Blogger tooners said...

honestly, i think pulling out of iraq is a good thing. it needs to be done. we're not doing any good and doing the ppl or iraq any good by staying. most ppl want us out of there. and honestly, to stay, it won't do any good. the war/killings that are happening there now will continue to happen whether we're there or not. it has nothing to do w/ America. it may have started like that, but it's not about that now.

what do you 'really' think the U.S. can do by staying? do you seriously think the U.S. can do anything for that country other than help rebuild it? which can be done from outside the country. troops don't need to stay.

3:11 AM  
Blogger Jeremiah Bullfrog said...

I jez want ta point out that in your so-called "media", not one time wuz thar a mention of that thar Jon Binet killer that ate them shrimps on the plane....

You call that news coverage? I dont thank so...
I'll jez stick ta my American media thank you vary much...They tell the important stories...

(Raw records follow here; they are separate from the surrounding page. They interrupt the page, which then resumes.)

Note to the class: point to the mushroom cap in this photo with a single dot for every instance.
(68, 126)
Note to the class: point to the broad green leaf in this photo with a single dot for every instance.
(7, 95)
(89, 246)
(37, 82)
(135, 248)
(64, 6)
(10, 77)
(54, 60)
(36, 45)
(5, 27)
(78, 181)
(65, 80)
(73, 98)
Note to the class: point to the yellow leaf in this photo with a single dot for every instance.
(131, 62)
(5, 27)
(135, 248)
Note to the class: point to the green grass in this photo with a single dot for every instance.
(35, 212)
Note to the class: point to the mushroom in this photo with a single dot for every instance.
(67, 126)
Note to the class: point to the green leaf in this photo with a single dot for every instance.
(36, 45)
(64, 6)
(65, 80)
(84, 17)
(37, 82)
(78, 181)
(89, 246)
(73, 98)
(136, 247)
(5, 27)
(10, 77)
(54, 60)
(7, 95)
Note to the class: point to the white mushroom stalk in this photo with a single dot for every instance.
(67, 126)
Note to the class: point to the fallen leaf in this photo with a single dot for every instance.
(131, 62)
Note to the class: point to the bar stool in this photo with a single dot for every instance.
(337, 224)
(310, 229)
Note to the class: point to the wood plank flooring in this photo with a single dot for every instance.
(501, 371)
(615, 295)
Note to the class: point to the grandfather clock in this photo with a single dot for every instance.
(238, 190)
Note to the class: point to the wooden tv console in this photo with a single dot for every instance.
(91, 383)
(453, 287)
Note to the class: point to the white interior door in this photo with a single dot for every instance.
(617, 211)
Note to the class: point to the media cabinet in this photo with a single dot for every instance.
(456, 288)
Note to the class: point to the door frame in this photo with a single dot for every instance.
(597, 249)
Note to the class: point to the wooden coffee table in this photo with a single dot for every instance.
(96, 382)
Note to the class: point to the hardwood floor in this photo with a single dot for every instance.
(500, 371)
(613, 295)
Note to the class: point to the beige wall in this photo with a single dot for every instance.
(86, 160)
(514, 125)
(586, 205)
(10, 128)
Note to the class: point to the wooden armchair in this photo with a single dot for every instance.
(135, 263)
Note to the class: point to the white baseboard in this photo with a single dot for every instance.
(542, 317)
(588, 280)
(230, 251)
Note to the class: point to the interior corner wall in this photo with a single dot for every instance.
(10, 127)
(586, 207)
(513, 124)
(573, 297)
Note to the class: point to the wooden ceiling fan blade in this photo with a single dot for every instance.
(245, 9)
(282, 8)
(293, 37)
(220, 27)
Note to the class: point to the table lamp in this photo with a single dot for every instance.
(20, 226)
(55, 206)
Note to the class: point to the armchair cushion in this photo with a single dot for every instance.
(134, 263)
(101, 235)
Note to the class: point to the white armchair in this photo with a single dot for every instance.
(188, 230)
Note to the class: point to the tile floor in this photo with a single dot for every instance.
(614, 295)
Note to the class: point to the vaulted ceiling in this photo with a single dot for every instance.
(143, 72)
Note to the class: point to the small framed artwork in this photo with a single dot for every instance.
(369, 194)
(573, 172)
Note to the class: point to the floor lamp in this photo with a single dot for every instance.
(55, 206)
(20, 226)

Shrimps...I caint believe it!


I goin back to th' bunker now...

9:46 AM  
Blogger betmo said...

yes- the american corporate media is very lacking. thanks for a heads up to the cbc.

2:24 PM  
Blogger Ingrid said...

Tooners, perhaps you're right. I have been thinking of a changed mandate for them, and a clearer picture, alongside peacekeeping troops from other nations. Kind of a compromise between those who don't want them to leave for fear of their egos being bruised (what will the whole world think kinda thing) plus forgin a clearer mandate of what they are to do. That could include a diminished US troops presence and capacity, patrolling and protecthing smaller designated areas. I am not hell bent on an American presence (which is the main reason for the Bushies) but my main concern is the Iraqi people. The troops might not seem to make a lot of difference, but I think leaving a vacuum will make things a whole lot worse. So pulling out but not filling the vacuum does not seem like a safe course of action. But, I could be wrong!
Jeremiah..shrimps are not exactly mainstaple Canadian fare, they must have overlooked it..sorry!
Betmo, are you close enough to the Canadian border to receive Canadian tv? When I lived in Ottawa, I could watch the NY state public television and they would at the end of their programming, not only play the American anthem, but the Canadian one since they had plenty of Canadian viewers.